Tuesday, February 26, 2008

I'm so biased

toward straight photography that here I find myself needing good examples of artists who work with photoshop/manipulation to add layers of image & meaning, but I'm drawing a blank. All I can think of right now is Stephen Marc, Jason Salavon, and Chris Jordan's newer work. Come on, help me out... this is for class tonight.

Speaking of Chris Jordan, have you seen this?




update: thanks already for the tips... these are great. of course, how could i forget gursky & jeff wall? two more whose work i can think of, but i'm drawing a blank on: the guy from chicago who strips the text from the world (i'll look through brian's links). the other is the guy with the new england prep school summer camp orgy scenes. hmmm... my description is lacking, but if you've seen it, you know what i mean. oh, and i just remembered two that i do love to show: kelli connell and peter freitag's "examples for communication."

11 comments:

Star Rosencrans said...

Considering the examples you pointed out, these might not be the direction you want to take it, but there's always Jeff Wall and Charlie White.

Joerg said...

Andreas Gursky.

Anonymous said...

Damnit, they beat me to it. well, besides Wall and Gursky, there's also Miwa Yanagi, who started off doing straight Cindy Sherman-esque photos and has now moved on to something entirely different...

Anonymous said...

Don't you dare foist Chris Jordan on young impressionable minds!

Jeff Wall was a good suggestion from starlen. What about Loretta Lux or Beate Gütschow?

Any reason to limit to Photoshop manipulation? If not, how about John Heartfield?

Brian said...

I've been thinking about posting about this very topic, but as I'm also pretty biased toward straight photography, I haven't quite gotten around to it. Anyway, here are a couple projects that I've run across recently:

Curtis Mann's Scrapings and Combustions. Unfortunately, I couldn't find the project on his site, but I had some samples on my blog a few months ago.
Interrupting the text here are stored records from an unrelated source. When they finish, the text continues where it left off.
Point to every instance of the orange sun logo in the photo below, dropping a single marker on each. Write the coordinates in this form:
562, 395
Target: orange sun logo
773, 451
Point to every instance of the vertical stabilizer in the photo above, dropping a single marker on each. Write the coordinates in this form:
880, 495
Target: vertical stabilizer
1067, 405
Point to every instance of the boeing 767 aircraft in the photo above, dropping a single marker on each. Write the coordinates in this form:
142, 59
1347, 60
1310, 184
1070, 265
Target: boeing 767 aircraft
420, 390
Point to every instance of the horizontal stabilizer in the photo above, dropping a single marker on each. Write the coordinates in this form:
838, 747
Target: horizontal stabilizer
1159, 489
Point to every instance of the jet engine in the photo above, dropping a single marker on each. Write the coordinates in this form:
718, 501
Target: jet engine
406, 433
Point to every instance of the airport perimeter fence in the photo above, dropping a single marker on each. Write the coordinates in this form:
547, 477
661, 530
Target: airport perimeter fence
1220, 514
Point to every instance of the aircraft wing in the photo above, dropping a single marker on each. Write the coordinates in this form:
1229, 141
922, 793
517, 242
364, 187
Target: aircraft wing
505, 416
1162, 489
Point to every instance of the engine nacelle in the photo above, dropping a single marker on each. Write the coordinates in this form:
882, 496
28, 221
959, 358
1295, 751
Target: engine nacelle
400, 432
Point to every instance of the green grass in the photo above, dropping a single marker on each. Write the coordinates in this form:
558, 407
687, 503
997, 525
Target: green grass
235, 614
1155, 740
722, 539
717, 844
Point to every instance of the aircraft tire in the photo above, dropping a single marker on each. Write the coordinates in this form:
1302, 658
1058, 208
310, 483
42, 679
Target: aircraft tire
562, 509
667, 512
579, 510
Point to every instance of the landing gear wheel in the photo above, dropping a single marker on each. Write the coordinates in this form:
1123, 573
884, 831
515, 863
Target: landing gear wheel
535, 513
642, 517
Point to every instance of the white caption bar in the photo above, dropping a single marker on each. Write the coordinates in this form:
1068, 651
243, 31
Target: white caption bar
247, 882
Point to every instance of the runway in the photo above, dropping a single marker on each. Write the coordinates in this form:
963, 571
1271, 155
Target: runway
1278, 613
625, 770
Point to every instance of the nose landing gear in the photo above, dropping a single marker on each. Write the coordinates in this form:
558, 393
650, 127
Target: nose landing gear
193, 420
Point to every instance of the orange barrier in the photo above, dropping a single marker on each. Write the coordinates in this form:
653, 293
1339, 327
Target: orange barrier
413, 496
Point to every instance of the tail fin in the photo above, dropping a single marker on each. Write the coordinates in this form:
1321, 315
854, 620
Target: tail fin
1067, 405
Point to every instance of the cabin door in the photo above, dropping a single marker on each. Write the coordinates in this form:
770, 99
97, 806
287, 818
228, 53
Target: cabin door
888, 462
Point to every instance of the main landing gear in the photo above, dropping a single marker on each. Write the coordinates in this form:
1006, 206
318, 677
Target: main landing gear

http://brianwiddis.blogspot.com/2007/09/scrapings-and-combustions.html

And Lens Culture had a recent feature on Ludmila Steckelberg's project "The Absence of Colors".

http://www.lensculture.com/webloglc/mt_files/archives/2007/12/removing-the-dead-from-photos.html

I like both of these because they are print/object based and also because their power lies in subtracting elements rather than adding or compositing.

Brian said...
This comment has been removed by the author.
Anonymous said...

Matt Siber & Anthony Goicolea are perhaps the artists you were thinking of.

shawn said...

oh yes, you got 'em both. thanks.

Blake Andrews said...

I like the current show at Blue Sky by Joseph Vitone. Single moments stitched together into multi-moment panoramics.

Doug Rickard said...

Jill Greenberg - Loretta Lux...

Anonymous said...

this is probably late, but desiree dolron is a good example of both approaches in a single photographer: the documentary straight one (i recommend her cuba series); and a more fine artsy one as in the mysterious series called x-teriors (where she recreates vermeer's light by means of digital manipulation).